Dietary nucleotides supplementation during the suckling period improves the antioxidative ability of neonates with intrauterine growth retardation when using a pig model.

The aim of the present study was to investigate the effect of dietary nucleotides supplementation on the antioxidant status of piglets affected by intrauterine growth retardation (IUGR). Fourteen pairs of normal birth weight (NBW) and IUGR piglets were fed either a control diet (CON) or a nucleotides supplementation diet (NT) from 7 d of age to 28 d postnatal. Blood, liver and jejunum samples were collected at the end of the study. The results showed that IUGR piglets had decreased ( P < 0.05) concentrations of plasma total antioxidant capability (T-AOC) and total superoxide dismutase (T-SOD), gene expressions of hepatic cytoplasmic copper/zinc SOD (CuZnSOD) and PPARγ coactivator-1α (PGC-1α) and jejunal glutathione peroxidase (GP X ) and extracellular superoxide dismutase (ESOD), accordingly, there was markedly higher ( P < 0.05) plasma malondialdehyde (MDA) and hepatic and jejunal mitochondria DNA content in the IUGR piglets relative to NBW piglets. Regardless of body weight, dietary NT supplementation significantly increased ( P < 0.05) plasma concentrations of T-AOC, T-SOD, CuZnSOD, GP X and the ratio of reduced glutathione to oxidized glutathione, hepatic T-SOD, GP X and mitochondria DNA content, while hepatic MDA concentration was markedly decreased ( P < 0.05) 19.1% by NT diet.
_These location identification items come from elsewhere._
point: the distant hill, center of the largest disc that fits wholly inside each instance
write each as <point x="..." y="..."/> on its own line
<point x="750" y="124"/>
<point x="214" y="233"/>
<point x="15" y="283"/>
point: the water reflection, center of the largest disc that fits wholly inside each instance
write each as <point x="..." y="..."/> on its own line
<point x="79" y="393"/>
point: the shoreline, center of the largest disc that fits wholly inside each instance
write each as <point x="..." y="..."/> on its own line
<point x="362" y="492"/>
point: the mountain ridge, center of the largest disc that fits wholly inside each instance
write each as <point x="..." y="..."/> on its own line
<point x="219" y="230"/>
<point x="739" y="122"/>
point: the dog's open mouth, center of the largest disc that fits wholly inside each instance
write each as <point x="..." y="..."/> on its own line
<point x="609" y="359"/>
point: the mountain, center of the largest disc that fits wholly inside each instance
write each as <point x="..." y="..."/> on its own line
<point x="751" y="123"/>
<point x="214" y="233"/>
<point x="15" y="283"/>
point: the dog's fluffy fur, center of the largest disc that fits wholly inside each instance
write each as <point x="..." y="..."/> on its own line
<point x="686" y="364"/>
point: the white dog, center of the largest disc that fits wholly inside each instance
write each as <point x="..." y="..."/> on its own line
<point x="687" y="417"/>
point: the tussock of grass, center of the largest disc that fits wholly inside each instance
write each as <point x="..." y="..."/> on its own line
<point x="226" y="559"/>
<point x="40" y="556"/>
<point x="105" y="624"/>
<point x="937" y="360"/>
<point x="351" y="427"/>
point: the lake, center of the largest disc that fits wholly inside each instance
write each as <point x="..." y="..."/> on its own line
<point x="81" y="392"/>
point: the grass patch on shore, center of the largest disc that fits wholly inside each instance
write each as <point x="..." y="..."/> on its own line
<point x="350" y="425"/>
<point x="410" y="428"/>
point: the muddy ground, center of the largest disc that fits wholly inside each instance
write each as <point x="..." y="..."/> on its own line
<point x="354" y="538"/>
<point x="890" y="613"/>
Furthermore, the gene expressions of hepatic glutathione reductase, CuZnSOD, nuclear erythroid 2-related factor 2, PGC-1α and nuclear respiratory factor-1 (NRF-1) and jejunal GP X , CuZnSOD, ESOD and NRF-1 were significantly increased ( P < 0.05) by NT diet, whereas the gene expression of Kelch-like ECH-associated protein 1 were markedly decreased ( P < 0.05) compared with that of piglets fed with CON diet. These results indicate that dietary NT supplementation prevents the effect of IUGR on oxidative status and mitochondria DNA damage through improving the non-enzymatic and enzymatic antioxidant capacities as well as mitochondria biogenesis of piglets.